Okey, i think i have to continue atleast to get more downvoted reactions. How can be solved liar paradox?

Answer is the sheel without core. Nut is not a nut, but it cant be examined. There are two variants:

  1. 0 existing. Liar said : I am lying. But no one who can criticise it while don't hear him. You have no predication with phrase and criticise ability.
  2. Truth has 0 existing. All can't say truth. For example: you have a paper. This paper is equity to some good. But this is a paper. Okey, paper with print symbols. But avery one use it as goods equity. And more. You have a story that always and every one use paper or same as equity to goods. And you can't act that it is paper - all hear "that is not a paper, that is another". But paper is existing, and it is a paper. And destroying printing paper is unlegal so you can get real punish, for the false utilisation nut's core. Liar is existing and all have to lying.

and now my questions for you: How it is happens (in math or logic), that something can have 0 existing. How can 0 exist and what is 0 nature?

if you have an eternity and infinity objects, how can they be criticise? And what needed to make something available to criticise?

Edit 2. RTT: Thanks to K*, this solve is looks close to RTT, but not same at 100%, and it is possible to solve other circle paradoxes:

'protospace' is close to M base of L(is space) - the T'-language in RTT. Nut is h0, and core is h, but there was also a shell...

So, when you have a cat(dead or alive) in the box, and you ll check the cat, you get cat(dead or alive) and an empty box.

and the Truth is: M base of L, that is why T in L have biconditional stance

Edit 3. In search of Aletheia:

i become to understand why that is obviously for me is totally inconsistent for you.

that is problem with Aletheia - greece "truth". In my native language i have 2 words for "truth" first one is close to the truth, and second is close to aletheia.
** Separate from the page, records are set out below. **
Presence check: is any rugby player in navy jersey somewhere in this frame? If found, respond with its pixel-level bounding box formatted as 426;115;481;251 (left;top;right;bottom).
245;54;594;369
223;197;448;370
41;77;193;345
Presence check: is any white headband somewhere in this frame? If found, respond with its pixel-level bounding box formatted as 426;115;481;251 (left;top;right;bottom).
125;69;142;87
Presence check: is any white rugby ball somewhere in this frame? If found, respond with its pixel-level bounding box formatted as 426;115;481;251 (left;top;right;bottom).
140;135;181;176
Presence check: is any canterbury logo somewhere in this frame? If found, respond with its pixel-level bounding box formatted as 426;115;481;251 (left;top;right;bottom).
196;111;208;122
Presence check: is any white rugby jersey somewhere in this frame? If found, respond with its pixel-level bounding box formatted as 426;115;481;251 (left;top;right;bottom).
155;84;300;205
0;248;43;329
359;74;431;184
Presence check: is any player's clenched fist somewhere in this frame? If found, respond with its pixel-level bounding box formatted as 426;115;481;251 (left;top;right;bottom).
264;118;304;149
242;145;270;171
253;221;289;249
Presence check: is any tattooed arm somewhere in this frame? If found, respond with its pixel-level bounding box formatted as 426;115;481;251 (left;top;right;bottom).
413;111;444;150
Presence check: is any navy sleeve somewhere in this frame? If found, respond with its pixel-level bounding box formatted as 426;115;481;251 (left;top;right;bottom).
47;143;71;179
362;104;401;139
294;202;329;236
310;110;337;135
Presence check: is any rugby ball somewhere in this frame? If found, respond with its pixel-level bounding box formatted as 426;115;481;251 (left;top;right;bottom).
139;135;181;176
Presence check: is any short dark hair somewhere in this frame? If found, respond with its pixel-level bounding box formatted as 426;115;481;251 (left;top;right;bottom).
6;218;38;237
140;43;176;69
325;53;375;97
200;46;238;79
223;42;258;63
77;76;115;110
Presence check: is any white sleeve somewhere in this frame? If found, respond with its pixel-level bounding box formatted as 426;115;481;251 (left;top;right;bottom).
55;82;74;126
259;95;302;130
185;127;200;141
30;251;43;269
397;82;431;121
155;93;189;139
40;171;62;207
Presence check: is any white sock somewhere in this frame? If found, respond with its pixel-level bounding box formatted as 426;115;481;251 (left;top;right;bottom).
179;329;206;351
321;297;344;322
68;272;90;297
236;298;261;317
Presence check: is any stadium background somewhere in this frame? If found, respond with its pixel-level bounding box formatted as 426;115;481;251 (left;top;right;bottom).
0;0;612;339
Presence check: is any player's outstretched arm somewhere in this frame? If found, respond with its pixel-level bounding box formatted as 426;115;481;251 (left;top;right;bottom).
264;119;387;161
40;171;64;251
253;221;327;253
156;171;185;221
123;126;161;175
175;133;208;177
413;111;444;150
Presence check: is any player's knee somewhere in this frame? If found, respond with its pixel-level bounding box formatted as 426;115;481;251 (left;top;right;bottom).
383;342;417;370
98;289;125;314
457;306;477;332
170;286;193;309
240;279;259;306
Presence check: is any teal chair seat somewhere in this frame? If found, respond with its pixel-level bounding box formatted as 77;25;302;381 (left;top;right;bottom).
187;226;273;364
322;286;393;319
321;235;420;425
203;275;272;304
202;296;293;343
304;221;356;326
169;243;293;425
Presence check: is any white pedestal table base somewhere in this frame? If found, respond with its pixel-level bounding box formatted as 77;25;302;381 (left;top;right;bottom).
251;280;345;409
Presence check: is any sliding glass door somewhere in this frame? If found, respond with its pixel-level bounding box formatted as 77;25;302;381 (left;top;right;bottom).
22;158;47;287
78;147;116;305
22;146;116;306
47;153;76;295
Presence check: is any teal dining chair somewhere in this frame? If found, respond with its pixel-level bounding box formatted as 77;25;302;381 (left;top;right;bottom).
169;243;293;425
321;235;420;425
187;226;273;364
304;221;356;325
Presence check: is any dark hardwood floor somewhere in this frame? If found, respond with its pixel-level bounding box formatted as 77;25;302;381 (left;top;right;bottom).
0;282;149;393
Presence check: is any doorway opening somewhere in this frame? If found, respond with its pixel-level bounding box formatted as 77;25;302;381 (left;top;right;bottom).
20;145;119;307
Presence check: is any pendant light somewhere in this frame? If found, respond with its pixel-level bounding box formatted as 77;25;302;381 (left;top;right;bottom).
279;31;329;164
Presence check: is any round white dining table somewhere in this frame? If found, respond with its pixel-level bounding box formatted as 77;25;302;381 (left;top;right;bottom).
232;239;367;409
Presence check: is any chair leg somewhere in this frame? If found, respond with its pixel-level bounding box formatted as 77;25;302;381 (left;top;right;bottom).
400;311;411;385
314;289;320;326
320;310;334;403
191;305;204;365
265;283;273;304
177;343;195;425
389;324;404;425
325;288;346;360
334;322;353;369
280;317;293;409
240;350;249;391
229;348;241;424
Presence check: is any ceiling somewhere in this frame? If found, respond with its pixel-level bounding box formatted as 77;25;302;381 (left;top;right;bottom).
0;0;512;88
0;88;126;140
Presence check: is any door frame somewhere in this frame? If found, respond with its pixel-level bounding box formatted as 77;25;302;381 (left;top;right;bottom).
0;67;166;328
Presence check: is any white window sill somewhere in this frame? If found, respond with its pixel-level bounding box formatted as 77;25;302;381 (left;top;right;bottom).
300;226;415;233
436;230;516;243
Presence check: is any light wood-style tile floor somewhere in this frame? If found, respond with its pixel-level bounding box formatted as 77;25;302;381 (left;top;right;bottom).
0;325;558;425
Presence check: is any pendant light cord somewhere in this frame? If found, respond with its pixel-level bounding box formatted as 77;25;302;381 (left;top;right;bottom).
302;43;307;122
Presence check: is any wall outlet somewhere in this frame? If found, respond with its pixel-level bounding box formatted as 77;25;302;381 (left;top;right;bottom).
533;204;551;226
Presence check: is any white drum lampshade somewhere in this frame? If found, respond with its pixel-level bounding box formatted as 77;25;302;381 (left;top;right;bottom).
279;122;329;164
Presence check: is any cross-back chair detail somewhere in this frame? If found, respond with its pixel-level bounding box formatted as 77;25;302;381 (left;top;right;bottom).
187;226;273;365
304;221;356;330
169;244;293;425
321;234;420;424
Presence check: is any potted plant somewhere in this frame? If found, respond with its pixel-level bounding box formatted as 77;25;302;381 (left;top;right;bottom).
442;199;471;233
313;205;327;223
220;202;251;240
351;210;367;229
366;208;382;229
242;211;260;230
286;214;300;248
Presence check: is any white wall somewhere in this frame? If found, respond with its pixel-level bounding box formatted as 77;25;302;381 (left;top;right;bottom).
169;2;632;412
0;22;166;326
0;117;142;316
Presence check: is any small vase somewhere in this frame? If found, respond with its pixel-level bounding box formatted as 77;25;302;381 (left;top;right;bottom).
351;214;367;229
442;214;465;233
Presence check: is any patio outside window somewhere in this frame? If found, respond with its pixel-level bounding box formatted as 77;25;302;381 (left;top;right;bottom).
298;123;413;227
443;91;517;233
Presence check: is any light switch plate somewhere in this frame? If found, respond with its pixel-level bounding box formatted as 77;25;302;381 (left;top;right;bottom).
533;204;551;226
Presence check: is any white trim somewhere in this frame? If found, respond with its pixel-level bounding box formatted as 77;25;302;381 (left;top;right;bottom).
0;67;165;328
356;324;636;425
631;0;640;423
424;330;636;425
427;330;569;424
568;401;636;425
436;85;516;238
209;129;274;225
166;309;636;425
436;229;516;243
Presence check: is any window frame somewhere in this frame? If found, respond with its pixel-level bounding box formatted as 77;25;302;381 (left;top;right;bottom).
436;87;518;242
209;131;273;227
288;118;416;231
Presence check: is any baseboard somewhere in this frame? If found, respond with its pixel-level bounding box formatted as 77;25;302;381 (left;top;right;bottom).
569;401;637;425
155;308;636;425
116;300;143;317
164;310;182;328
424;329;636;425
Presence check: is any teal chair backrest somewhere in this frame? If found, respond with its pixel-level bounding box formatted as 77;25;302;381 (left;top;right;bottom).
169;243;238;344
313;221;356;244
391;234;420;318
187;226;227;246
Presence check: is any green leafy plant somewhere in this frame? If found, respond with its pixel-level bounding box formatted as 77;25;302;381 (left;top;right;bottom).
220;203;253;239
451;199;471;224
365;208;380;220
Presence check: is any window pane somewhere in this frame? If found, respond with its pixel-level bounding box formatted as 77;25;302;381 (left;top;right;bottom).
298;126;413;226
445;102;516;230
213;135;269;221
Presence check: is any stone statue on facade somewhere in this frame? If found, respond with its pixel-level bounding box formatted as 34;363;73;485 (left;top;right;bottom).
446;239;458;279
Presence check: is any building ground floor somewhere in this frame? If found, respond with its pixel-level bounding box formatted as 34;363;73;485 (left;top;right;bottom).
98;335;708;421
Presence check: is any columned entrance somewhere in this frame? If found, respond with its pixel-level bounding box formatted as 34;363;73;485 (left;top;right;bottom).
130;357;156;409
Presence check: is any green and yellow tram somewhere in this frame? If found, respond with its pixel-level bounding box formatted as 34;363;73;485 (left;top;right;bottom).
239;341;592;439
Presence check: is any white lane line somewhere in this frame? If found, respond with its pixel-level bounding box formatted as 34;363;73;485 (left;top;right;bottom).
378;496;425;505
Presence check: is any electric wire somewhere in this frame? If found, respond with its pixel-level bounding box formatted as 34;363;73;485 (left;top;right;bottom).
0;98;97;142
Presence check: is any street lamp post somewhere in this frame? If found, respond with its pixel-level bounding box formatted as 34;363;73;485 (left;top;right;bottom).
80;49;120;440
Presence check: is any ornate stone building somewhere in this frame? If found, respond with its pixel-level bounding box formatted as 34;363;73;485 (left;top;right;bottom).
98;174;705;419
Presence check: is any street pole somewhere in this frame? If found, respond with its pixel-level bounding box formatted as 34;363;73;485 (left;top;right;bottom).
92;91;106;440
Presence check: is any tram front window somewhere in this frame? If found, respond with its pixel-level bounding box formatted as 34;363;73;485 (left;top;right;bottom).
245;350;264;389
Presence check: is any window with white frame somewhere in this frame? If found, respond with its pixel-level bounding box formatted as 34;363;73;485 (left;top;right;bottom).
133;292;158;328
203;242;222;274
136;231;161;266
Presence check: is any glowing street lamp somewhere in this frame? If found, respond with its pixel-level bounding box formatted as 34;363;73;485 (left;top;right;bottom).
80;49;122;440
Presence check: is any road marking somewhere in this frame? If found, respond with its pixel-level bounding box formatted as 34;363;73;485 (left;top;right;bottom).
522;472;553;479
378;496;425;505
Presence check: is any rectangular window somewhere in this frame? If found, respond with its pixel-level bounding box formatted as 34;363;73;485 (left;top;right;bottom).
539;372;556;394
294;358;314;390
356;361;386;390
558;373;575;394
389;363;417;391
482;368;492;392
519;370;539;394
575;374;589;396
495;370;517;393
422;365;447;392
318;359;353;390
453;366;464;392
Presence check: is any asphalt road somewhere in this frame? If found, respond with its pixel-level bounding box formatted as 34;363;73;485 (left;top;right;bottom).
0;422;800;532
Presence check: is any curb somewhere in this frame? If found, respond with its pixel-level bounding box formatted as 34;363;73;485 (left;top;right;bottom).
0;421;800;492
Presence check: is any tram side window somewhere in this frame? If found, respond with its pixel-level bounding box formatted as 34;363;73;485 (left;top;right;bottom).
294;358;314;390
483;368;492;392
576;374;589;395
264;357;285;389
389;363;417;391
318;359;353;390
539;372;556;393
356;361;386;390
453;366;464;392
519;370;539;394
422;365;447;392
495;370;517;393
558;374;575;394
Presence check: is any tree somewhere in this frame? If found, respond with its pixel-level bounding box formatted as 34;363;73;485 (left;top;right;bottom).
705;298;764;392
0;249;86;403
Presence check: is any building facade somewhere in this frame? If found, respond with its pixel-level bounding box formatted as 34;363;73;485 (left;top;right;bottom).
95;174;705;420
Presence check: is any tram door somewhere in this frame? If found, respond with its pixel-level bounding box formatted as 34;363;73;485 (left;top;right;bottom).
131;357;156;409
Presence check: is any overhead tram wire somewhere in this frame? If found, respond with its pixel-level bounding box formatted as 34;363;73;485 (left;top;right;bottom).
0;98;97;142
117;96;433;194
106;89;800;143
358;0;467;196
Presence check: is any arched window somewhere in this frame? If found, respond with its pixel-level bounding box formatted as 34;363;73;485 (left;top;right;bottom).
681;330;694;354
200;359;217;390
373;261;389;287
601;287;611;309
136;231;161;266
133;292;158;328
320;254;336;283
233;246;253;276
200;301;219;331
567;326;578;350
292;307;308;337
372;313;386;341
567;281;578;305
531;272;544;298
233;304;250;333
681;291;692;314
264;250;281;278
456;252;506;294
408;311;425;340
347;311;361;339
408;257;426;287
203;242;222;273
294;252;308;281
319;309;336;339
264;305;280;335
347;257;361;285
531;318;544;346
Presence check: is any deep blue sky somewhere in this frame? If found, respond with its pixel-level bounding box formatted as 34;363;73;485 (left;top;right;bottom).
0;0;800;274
Aletheia is "the prediction" as say your philosopher:

'Truth (aletheia), in Greek, is the virtue of a discourse that subordinates itself to what is, assuming second hand the same form as the beings whose being makes the discourse true. 'If we bear in mind the structure of the veridical use of the verb, we will easily see how the philosophers' interest in knowledge and truth, taken together with this use of 'to be,' immediately leads to the concept of Being(einai ti) as ... the facts(esti) that make true statements true.'

As i said i have 2 words for truth, but there are also 2 words for lie stance: a lie and a false-pseudo. As you can see that in English these 2 stances of the lies are kept, but not 2 position of true:the truth as true verification, and aletheia. When you thought about the truth, it is something that connect true and the law(or axiomatic base) but it is not that predicted to the law.

  • 2
    This question is borderline incoherent. Jan 28 at 21:34
  • sure. this is an attempt to broke the logic borders. Jan 28 at 21:47
  • 1
    I wouldn't disagree that there might, in principle, be some relationship between approaches to the liar paradox and approaches to Russell's paradox, but as far as this OP goes, I'm not sure what the relationship is argued to be, except that you refer to protospace. Unfortunately, that's not a term I'm familiar with. Mathematics features a wide variety of "spaces," e.g. compact Hausdorff or affine, is protospace one of the variations on the theme? Jan 28 at 22:01
  • Im sorry, but i haven't familiar term to(i really don't know how it is call right), but it is not a term, it is just a mark to devide parts by orientation. Why protospace, cuz it is not a predict to space, it is not a foundation that set the space. Also i gave an 2 examples without terms or marks. So, you don't need terms to understanding the examples. About liar's part i didn't complete it deliberately, but i give an hint - empty nut. Jan 28 at 22:11
  • protospace is not a predict to space, it is not a foundation that set the space, at the same time space is still expectation to protospace.* Protospace is not foundation to space already, but space is still a "roof" of protospace. Jan 28 at 22:22

1 Answer 1


On a linguistic note, it is not possible to 'solve' Russell's paradox (SEP). One can 'avoid' it or 'dissolve' it, but paradoxes as philosophical problems are not like mathmematical problem per se. To dissolve the paradox, the main thrust is on formulating axioms that avoid the production of the paradox in the formal system. To wit:

Standard responses to the paradox attempt to limit in some way the conditions under which sets are formed. The goal is usually both to eliminate R (and similar contradictory sets) and, at the same time, to retain all other sets needed for mathematics. This is often done by replacing the unrestricted Comprehension Axiom with the more restrictive Separation Axiom, namely the axiom that given any (consistent) set S and any formula ϕ(x) with x free, there will be a set {x∈S:ϕ(x)} whose members are exactly those members of S that satisfy ϕ(x). If we now let ϕ(x) stand for the formula x∉x, it turns out that the corresponding set, {x∈S:x∉x} will not be contradictory since it consists only of those members found within S that are not members of themselves. Hence the set fails to include itself.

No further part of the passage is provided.